Yo, como saben los lectores de mi blog, soy cura. No pertenezco a ninguna asociación activa “anti desahucio”, me conformo con contemplar, desde Caritas, las penurias, las injurias con que la propia vida los obsequia, y los milagros que muchos de nuestros parroquianos tienen que hacer para sobrevivir. El mismo pan nuestro de cada día, que todos los días pedimos, y que el Señor Dios nos da con largueza, tiene que hacer birguerías para que llegue a muchos de estos hermanos nuestros desvalidos y desamparados.
Además, viven en sórdidos agujeros, en muchos casos ocho o diez personas donde con imaginación y sacrificio tan solo podrían convivir tres o cuatro.
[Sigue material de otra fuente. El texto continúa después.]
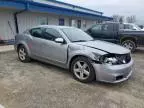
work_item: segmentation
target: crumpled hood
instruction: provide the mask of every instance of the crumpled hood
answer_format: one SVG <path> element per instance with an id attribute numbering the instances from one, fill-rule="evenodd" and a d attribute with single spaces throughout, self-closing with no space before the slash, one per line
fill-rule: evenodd
<path id="1" fill-rule="evenodd" d="M 120 45 L 116 45 L 113 43 L 100 41 L 100 40 L 88 41 L 88 42 L 78 42 L 76 44 L 94 48 L 94 49 L 98 49 L 98 50 L 101 50 L 101 51 L 104 51 L 107 53 L 112 53 L 112 54 L 130 53 L 130 50 L 128 50 Z"/>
Y, encima, cuando mal pagan la hipoteca de la vivienda, si tienen que abonar cada mes un alquiler de trescientos o cuatrocientos euros, que van atrasando, mendigando la piedad y la misericordia del casero para que no los deje en la calle.
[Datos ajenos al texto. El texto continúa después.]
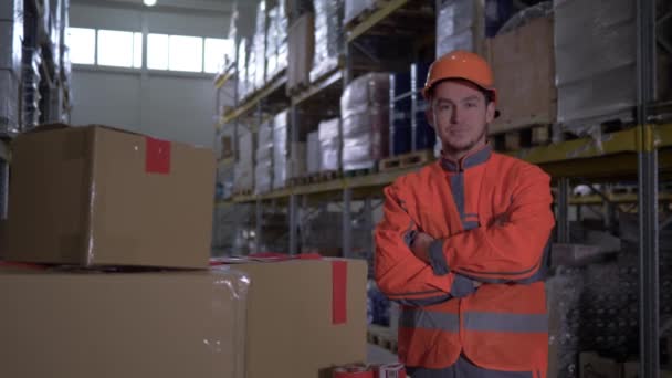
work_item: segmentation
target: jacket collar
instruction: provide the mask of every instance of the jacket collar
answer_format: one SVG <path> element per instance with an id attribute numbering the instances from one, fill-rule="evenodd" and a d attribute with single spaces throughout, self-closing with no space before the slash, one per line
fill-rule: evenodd
<path id="1" fill-rule="evenodd" d="M 490 159 L 492 155 L 492 147 L 490 144 L 483 146 L 483 148 L 469 153 L 462 157 L 459 161 L 449 159 L 441 155 L 441 167 L 449 172 L 463 171 L 465 169 L 482 165 Z"/>

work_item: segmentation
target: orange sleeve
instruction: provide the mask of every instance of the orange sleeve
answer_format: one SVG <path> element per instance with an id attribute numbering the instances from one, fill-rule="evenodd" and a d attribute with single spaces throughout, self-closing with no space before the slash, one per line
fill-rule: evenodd
<path id="1" fill-rule="evenodd" d="M 443 260 L 447 271 L 483 282 L 524 282 L 537 275 L 555 225 L 550 178 L 535 166 L 525 167 L 518 177 L 504 224 L 437 240 L 430 259 Z"/>
<path id="2" fill-rule="evenodd" d="M 453 274 L 435 275 L 416 258 L 409 245 L 417 232 L 412 196 L 403 195 L 402 181 L 385 188 L 382 221 L 376 228 L 375 275 L 380 291 L 390 300 L 409 305 L 448 301 Z M 408 189 L 407 189 L 408 190 Z"/>

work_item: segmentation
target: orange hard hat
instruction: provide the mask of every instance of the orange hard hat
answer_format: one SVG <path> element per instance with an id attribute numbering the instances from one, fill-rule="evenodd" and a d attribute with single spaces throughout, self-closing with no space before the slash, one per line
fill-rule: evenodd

Esta situación se ha agravado con la crisis. Pero yo me pregunto si el Estado, nuestro Estado español, o el griego, o el que sea, puede esgrimir la disculpa de la crisis, o cualquier otra, para algunos de sus ciudadanos malvivan casi como animales, sin espacio, sin alimento, sin dignidad. Para eso no renunciamos a nuestros derechos de buscarnos la vida por nuestra cuenta, a tortazo limpio, ¡sálvese quien pueda!, y dejamos civilizadamente en manos del Estado el uso de la coerción y de la violencia, renunciando a la iniciativa privada para el uso de la fuerza.
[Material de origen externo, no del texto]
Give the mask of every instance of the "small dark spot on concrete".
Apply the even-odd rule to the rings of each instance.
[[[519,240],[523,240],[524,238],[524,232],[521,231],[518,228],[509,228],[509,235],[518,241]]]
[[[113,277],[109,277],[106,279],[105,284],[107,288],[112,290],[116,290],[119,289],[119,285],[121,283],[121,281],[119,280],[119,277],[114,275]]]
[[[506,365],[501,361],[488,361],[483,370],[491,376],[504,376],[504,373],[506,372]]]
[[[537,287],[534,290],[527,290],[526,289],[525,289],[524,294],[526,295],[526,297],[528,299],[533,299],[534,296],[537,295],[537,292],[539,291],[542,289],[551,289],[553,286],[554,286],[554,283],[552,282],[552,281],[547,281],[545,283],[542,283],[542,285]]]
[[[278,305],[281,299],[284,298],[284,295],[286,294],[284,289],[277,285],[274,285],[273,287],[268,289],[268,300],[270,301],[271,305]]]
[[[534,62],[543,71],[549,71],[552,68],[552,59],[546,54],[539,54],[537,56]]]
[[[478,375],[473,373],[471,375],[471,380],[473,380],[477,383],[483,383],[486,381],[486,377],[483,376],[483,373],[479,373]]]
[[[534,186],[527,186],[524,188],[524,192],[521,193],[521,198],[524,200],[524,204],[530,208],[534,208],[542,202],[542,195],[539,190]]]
Pero a esta renuncia de los ciudadanos debe de corresponder la garantía de que el Estado promulgará unas reglas de juego, unas leyes, y unos árbitros, jueces, sistema judicial, que permitan se cumpla esa garantía a la que se compromete el Estado. Y esta situación garantista por parte de la sociedad institucionalizada en un Estado moderno, por lo menos en España, no se cumple. No hace falta ni recurrir a la estadística para saber los millones de ciudadanos que viven esa penuria e inseguridad. Sabemos que son muchos, pero bastaba que fuera uno para gritar que es intolerable.